All of lore.kernel.org
 help / color / mirror / Atom feed
* [PATCH] powerpc/kernel: Avoid redundancies on giveup_all
@ 2017-06-22 20:27 Breno Leitao
  2017-06-23  6:03 ` Cyril Bur
  0 siblings, 1 reply; 3+ messages in thread
From: Breno Leitao @ 2017-06-22 20:27 UTC (permalink / raw)
  To: linuxppc-dev; +Cc: Breno Leitao, Gustavo Romero

Currently giveup_all() calls __giveup_fpu(), __giveup_altivec(), and
__giveup_vsx(). But __giveup_vsx() also calls __giveup_fpu() and
__giveup_altivec() again, in a redudant manner.

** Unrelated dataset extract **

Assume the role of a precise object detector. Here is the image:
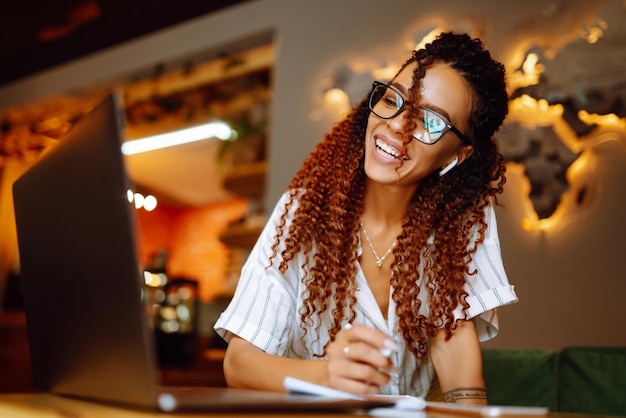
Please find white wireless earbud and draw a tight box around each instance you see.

Other than giving up FP and Altivec, __giveup_vsx() also disables
MSR_VSX on MSR, but this is already done by __giveup_{fpu,altivec}().
As VSX can not be enabled alone on MSR (without FP and/or VEC
enabled), this is also a redundancy. VSX is never enabled alone (without
FP and VEC) because every time VSX is enabled, as through load_up_vsx()
and restore_math(), FP is also enabled together.

This change improves giveup_all() in average just 3%, but since
giveup_all() is called very frequently, around 8x per CPU per second on
an idle machine, this change might show some noticeable improvement.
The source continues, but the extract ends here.